Common Harassment Scenarios
Surveys of hospitality workers reveal the pervasiveness of the problem. In one study, 78 percent of women reported sexual harassment by customers. However, the issue is not gender exclusive. In the same study, a surprising 55 percent of men also reported being harassed by customers. Similar studies suggest that many incidents go unreported, and that rates may be significantly higher.
Some of the most frequently reported scenarios include:
- Men who insisted women close the door while cleaning
- Customers who grab housekeeping’s hand while passing a tip
- Customers asking where they can “find a girl” (soliciting prostitution)
- Grabbing and touching hotel service workers
Employer’s Duty to Keep Staff Safe
Anyone can be the victim of sexual harassment, and the offender can be either male or female. While most people tend to think of sexual harassment as something initiated by an employer against an employee, this is not always the case. Restaurant workers and hospitality staff report sexual harassment by many different perpetrators, including co-workers, vendors, and guests.
Employers have a responsibility to combat sexual harassment on the job, whether it comes from supervisors, co-workers, or guests. It is illegal for employers to fire or demote their employees for speaking up about sexual harassment. If employers fail to take action about known sexual harassment, or retaliate against the victim in any way, the employer may be held liable in court.
Office and Private Home Cleaning Staff May Face Unique Challenges
Housekeepers who work in office settings and in private homes may face unique problems. Those who clean offices may work after hours, and may have to deal with offenders who remain after others have gone home. Those who work in private homes are often working one-on-one with their employer, or when no one else is home, which could potentially create an environment for sexual harassment or abuse.

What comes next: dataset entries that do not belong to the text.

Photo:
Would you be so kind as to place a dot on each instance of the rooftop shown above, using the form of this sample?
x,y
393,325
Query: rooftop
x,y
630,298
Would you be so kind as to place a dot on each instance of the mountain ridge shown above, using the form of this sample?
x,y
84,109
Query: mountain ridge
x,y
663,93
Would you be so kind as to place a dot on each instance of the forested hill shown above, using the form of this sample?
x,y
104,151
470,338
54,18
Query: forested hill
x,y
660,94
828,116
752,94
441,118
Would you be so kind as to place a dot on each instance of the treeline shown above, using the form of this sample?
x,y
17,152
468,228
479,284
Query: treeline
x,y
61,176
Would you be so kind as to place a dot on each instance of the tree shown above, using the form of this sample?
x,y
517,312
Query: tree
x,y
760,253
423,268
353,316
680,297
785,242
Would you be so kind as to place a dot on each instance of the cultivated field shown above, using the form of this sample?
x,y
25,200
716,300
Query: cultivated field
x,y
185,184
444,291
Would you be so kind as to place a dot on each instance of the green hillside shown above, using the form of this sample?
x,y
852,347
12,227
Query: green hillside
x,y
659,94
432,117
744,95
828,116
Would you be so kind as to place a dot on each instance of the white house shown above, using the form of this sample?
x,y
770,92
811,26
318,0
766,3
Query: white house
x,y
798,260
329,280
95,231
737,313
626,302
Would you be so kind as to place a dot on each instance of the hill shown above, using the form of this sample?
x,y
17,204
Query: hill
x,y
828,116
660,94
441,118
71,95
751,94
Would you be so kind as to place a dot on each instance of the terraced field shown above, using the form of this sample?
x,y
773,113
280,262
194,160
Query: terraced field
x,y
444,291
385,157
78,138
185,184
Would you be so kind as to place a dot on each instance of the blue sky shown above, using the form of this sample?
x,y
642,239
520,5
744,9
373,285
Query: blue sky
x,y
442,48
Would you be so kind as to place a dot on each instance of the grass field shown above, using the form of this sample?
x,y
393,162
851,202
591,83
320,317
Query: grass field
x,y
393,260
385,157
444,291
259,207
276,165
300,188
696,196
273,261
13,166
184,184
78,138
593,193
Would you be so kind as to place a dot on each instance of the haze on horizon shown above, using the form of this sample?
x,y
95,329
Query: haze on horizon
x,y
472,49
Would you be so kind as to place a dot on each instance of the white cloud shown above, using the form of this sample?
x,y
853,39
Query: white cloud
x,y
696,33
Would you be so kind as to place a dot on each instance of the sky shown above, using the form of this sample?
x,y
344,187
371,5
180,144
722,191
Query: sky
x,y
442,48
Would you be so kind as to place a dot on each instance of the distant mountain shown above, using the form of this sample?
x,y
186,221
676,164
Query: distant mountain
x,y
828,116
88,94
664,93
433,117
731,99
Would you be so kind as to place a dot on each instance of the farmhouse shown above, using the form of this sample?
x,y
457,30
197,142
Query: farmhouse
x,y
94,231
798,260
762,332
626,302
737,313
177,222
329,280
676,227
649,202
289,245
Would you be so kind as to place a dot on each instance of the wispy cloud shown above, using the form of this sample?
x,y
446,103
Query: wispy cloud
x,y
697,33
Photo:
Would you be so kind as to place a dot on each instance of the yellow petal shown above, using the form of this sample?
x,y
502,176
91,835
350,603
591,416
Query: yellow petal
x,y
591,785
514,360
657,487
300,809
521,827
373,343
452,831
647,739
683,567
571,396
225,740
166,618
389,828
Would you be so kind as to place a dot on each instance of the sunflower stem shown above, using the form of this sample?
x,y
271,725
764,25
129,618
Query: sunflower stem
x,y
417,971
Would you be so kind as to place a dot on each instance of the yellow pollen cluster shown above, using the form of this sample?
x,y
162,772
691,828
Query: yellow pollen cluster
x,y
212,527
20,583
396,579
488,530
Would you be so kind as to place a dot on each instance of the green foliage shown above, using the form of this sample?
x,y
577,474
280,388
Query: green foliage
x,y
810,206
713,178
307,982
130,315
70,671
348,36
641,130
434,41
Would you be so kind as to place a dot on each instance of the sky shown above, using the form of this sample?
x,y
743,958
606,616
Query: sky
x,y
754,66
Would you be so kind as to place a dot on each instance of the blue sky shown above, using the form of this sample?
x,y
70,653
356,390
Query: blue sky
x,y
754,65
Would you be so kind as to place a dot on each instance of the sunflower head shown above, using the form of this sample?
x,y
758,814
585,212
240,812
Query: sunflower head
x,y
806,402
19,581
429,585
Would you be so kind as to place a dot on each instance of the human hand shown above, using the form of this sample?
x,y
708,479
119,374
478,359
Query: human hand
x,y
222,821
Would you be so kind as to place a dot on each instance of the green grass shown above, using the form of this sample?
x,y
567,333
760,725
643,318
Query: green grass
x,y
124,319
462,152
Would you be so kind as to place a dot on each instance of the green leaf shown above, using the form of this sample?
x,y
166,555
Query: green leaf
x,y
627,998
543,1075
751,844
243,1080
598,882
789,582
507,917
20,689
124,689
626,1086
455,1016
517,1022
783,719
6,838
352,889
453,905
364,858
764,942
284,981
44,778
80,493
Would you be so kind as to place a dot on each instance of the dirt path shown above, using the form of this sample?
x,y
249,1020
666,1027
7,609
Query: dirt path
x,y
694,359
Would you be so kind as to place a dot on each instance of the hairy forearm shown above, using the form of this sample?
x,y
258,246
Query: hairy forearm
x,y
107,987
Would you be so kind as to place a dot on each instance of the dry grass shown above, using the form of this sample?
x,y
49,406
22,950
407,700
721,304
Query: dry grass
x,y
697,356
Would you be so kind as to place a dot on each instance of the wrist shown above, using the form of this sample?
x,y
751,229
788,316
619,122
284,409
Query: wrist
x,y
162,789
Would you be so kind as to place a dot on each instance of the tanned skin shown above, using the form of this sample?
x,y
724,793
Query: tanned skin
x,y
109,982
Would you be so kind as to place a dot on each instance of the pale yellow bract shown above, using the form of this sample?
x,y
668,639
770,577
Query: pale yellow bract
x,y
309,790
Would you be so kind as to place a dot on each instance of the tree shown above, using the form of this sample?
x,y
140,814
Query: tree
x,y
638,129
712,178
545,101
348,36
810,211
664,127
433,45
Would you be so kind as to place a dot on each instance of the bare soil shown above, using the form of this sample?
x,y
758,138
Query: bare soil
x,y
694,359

Programs to Combat Sexual Harassment
Some states have created legislation designed to protect janitorial and cleaning staff from abuse. Hospitality employees and supervisors covered under these laws are required to undergo sexual harassment training and participate in prevention programs. Some areas have established a hotline for victims. Similar bills propose providing staff with “panic buttons,” which allow maids to instantly summon emergency help. Employers who fail to comply with legal directives are subject to fines.